Monday, February 8, 2010

The Who

Forty-one years separate the first video below, from the second.





I was going to conclude with: No comment. But what the heck.

As a teenager in the 1980s, I was primarly a Beatles freak. But it was hard not to take note of the Who's final concert in Toronto in 1982. Long Live Rock (Be it Dead or Alive)!



So when they reunited in 1985 for Live Aid, I had to watch. The video feed cut off halfway through "My Generation."



In 1989, the band reunited, played "Tommy" -- and came to Exhibition Stadium in Toronto, backed by a horn section.



It  was strangely disappointing. Still, there they were. I'd finally seen them in the flesh.

Then in 2006, they put out their first album since the early 1980s and played in Toronto again. I went.



I sat at the far end of the Air Canada Centre and thought: Pete is a guitar god.

I thought, They don't make 'em like that any more.

I thought I was 15 again.

I thought, I will remember this for the rest of my life.

All kidding aside, it was a remarkable concert. For one, the audience had 15-year-olds and 70-year-olds. And the band was LOUD. It was everything the 1989 concert hadn't been.
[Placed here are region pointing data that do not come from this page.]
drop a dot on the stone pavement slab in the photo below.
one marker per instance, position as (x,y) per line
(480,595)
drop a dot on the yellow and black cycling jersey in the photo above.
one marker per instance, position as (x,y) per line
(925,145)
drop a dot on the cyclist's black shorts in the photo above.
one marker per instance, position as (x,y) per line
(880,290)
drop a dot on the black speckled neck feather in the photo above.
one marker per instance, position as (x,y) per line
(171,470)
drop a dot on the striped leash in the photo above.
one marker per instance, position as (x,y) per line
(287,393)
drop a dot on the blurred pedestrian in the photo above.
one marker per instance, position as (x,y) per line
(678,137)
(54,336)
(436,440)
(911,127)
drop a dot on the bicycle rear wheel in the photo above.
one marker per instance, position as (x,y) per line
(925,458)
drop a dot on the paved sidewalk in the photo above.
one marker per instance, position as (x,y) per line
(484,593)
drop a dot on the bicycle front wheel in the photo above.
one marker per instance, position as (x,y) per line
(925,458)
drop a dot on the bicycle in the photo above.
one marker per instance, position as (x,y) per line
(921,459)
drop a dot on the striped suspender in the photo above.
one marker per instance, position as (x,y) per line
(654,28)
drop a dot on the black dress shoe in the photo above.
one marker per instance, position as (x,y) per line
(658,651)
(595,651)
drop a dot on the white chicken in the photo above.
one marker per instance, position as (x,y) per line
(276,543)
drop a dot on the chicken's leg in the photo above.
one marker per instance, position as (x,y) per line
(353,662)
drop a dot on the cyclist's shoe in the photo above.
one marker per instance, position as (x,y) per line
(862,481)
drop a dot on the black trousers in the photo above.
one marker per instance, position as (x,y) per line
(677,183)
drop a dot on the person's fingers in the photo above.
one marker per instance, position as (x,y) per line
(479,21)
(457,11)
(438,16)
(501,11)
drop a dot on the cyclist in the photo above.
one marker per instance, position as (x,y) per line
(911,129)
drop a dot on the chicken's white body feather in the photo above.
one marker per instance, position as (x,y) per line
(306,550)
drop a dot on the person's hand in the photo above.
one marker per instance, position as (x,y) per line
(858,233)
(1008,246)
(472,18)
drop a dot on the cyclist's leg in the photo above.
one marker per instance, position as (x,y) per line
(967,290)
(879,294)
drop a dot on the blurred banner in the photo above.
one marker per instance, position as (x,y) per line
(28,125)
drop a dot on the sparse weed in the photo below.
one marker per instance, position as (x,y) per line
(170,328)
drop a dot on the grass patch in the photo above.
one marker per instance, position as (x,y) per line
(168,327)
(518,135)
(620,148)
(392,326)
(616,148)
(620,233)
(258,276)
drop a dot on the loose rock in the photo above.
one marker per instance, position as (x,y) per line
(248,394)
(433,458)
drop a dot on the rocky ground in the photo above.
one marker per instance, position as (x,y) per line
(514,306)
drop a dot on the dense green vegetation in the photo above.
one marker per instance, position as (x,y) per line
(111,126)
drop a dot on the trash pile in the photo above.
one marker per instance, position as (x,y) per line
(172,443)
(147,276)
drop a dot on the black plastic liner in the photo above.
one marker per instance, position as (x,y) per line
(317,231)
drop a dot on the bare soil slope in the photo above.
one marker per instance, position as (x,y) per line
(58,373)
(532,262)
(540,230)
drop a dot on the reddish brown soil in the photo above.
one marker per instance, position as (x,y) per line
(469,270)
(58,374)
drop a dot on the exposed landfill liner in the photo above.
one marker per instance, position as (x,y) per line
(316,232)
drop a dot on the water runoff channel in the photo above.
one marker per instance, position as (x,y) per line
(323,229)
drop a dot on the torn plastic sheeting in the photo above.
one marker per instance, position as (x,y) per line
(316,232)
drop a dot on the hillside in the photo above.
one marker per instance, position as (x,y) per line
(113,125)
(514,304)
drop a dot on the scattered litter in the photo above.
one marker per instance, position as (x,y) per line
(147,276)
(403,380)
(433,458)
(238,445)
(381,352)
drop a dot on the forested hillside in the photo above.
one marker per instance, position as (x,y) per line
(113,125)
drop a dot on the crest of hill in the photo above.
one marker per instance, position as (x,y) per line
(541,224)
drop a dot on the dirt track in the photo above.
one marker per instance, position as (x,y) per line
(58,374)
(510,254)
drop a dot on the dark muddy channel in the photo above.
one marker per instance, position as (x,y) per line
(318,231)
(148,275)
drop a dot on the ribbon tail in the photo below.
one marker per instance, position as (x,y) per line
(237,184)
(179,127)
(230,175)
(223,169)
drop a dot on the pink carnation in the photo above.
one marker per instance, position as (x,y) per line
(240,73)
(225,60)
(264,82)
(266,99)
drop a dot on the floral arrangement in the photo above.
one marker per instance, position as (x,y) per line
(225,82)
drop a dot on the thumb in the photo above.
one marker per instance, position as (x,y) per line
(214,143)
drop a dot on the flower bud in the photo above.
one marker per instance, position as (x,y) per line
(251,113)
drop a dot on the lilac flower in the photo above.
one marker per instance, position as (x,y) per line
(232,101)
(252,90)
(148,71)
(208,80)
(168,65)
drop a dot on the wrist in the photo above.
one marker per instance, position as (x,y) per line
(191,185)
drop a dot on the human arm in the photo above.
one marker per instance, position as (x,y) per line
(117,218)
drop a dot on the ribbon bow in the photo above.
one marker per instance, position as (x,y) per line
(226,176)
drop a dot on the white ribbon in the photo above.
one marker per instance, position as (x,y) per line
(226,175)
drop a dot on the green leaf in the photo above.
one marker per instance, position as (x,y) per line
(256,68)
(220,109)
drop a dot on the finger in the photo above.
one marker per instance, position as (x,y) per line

I thought, This is The Who. This is the Who of the 1970s. And isn't Zach Starkey having the time of his life, acting out Keith Moon.

In a book of interviews, Bono recounts seeing The Who at the post-9/11 concert in NYC. He says they walked in, looking like longshoremen, and U2 felt like amateurs.

Okay, I don't really have anything to say. Except, Hope I die (before I get old).